By Audrey William
What will happen to the Australian workplace as we move towards the third decade of the twenty-first century? Rapid change has become the new normal for Australian workers and employers, as technological and societal changes continue to up-end old ways of working.
The past two decades have seen the virtual extinction of the job for life – these days it’s not uncommon for individuals to have several careers across disparate industries – and the casualisation of many sectors which once provided full-time employment.
Meanwhile, local organisations’ enthusiasm for outsourcing shows little sign of abating. Contracting business processes out to third party organisations is a $35 billion industry in Australia and it’s growing at a healthy 3.3 per cent clip, according to Ibisworld.
So, what workplace developments do business owners need to be aware of, and ready to respond to, in 2020 and beyond? Here are four that may have an impact on the way your enterprise operates.

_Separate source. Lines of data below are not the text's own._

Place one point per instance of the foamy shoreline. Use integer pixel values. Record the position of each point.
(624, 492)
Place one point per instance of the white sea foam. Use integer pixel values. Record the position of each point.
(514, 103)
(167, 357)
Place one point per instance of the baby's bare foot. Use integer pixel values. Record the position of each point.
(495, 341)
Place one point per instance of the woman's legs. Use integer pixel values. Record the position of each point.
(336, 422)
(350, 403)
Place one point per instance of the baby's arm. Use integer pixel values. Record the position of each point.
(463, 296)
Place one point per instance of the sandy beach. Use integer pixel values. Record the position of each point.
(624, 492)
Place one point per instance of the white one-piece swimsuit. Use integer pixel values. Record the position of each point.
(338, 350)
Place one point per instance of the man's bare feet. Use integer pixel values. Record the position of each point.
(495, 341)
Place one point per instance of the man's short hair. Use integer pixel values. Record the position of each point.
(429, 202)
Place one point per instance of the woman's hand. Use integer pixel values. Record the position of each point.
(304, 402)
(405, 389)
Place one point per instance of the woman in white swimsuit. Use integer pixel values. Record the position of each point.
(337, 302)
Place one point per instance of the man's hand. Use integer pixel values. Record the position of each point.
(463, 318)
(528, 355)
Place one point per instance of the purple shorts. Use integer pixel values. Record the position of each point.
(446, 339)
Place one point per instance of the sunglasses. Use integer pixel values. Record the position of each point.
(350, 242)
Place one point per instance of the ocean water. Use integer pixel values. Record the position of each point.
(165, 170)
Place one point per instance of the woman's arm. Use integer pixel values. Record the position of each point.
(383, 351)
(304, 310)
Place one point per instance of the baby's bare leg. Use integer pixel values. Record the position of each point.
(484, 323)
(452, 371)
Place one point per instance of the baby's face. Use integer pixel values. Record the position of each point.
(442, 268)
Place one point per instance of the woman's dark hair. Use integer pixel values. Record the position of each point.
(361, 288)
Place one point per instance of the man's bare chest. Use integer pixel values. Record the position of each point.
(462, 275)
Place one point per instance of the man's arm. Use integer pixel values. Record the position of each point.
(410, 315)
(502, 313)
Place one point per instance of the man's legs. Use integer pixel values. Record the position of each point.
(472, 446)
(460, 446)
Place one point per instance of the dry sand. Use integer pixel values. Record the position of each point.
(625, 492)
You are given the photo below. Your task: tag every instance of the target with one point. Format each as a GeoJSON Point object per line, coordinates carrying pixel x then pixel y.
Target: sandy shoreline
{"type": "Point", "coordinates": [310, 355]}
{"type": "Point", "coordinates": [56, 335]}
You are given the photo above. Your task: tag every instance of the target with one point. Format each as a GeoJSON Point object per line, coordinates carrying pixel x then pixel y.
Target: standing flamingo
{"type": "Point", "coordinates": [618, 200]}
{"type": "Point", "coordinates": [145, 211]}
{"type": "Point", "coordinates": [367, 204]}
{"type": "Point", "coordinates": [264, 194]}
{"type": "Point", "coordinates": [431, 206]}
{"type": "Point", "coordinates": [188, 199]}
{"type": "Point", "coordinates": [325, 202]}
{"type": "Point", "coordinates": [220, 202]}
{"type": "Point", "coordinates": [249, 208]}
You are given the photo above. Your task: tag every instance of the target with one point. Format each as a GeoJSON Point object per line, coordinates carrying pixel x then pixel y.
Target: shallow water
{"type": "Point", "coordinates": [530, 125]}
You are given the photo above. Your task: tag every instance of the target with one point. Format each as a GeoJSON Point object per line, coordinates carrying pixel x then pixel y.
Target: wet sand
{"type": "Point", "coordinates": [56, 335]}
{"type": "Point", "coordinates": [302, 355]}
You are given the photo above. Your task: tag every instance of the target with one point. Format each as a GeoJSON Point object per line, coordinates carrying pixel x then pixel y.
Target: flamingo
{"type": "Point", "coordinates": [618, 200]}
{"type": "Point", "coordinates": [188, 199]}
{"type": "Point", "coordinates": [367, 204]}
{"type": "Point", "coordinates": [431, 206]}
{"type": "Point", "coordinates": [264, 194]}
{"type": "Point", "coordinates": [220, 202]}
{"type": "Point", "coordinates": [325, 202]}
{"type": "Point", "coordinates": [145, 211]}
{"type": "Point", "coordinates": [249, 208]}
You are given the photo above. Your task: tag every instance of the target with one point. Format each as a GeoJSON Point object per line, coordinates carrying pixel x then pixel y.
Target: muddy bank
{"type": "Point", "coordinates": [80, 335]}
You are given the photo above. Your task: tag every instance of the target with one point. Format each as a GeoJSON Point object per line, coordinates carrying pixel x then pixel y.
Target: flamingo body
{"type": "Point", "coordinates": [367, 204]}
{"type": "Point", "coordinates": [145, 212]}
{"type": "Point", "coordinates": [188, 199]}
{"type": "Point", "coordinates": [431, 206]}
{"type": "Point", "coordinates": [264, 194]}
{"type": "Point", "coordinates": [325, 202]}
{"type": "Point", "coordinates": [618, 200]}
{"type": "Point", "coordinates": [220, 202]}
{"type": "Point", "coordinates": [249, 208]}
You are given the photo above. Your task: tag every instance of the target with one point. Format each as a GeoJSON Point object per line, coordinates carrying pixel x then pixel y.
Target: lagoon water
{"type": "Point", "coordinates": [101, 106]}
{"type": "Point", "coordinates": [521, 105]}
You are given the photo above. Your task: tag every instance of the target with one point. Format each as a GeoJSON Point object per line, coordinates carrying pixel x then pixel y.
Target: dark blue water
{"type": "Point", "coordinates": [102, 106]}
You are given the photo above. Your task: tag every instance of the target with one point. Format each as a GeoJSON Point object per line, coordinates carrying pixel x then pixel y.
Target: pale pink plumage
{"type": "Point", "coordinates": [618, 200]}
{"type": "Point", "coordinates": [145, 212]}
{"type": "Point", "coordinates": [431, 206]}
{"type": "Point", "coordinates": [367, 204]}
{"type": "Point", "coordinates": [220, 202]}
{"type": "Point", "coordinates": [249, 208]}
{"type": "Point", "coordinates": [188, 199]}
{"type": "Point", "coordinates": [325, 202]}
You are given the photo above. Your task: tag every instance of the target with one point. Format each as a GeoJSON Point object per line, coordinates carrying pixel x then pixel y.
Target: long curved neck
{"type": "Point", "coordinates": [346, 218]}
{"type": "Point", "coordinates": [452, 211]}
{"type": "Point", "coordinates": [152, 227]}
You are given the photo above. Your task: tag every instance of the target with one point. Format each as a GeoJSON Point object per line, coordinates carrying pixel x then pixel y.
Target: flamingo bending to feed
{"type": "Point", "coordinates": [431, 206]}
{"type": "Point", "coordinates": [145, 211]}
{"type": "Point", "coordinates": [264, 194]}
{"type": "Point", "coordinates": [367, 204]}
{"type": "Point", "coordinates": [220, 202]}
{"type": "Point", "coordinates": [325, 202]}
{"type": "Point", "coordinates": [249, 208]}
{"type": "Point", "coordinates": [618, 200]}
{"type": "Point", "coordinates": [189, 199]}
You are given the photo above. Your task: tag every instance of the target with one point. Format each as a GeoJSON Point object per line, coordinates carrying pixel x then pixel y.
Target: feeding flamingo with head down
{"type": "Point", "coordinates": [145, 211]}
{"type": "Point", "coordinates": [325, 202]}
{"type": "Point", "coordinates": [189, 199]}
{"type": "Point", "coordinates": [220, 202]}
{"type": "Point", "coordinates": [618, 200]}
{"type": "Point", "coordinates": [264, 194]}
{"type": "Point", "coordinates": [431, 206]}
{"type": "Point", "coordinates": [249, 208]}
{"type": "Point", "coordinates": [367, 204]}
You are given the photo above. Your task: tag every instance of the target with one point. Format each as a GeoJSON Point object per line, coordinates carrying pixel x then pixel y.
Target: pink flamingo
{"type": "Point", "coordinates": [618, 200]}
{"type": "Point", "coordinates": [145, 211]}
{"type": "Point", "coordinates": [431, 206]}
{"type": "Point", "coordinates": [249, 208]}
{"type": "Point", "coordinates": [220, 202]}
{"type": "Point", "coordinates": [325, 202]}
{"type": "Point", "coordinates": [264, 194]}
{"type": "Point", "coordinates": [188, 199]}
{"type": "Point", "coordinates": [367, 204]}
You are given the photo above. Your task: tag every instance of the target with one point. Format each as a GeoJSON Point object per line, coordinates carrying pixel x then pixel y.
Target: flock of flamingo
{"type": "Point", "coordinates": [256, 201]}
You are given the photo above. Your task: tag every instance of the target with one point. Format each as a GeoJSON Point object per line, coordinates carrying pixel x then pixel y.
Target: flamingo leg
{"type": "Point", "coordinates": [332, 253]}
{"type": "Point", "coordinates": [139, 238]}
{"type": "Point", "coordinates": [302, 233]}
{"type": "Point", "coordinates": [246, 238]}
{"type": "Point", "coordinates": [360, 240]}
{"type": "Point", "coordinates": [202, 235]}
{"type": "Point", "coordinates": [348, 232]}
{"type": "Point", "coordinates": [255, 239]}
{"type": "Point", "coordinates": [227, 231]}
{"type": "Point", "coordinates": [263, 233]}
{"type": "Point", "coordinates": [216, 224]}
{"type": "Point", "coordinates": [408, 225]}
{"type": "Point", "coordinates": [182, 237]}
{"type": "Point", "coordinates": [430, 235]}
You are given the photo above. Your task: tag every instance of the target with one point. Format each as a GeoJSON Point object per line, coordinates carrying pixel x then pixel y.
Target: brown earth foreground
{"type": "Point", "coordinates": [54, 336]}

A workforce of non-employees: the rise of the gig economy
Hadn’t heard of the gig economy five or even three years ago? Bet you have now. Gig, or sharing economy jobs are on the rise in Australia.
According to recent research commissioned for the Victorian government’s inquiry into the on-demand workforce, seven per cent of Australians are now working in the gig economy, across upwards of 100 digital platforms.
While ridesharing and delivering food are the best known gigs, they’re not the only ones. Remote workers and freelancers are part of the human resources solution in thousands of Australian enterprises.
If you’re thinking of exploring this modus operandifor some or all of your business functions, having processes in place to incorporate gig workers into the team is essential.
That should start with having the right set-up in place when they log on – the applications they need to collaborate with colleagues, and robust connectivity and security measures to ensure they’re able to do so safely and without risk to corporate and customer data.
These considerations are yet to be incorporated into the appropriate policies and procedure, in most organisations.. Compliance with corporate and regulatory standards is cited as a mobile security concern by around 50 per cent of respondents according to the Ecosystm’s ongoing Mobility Study.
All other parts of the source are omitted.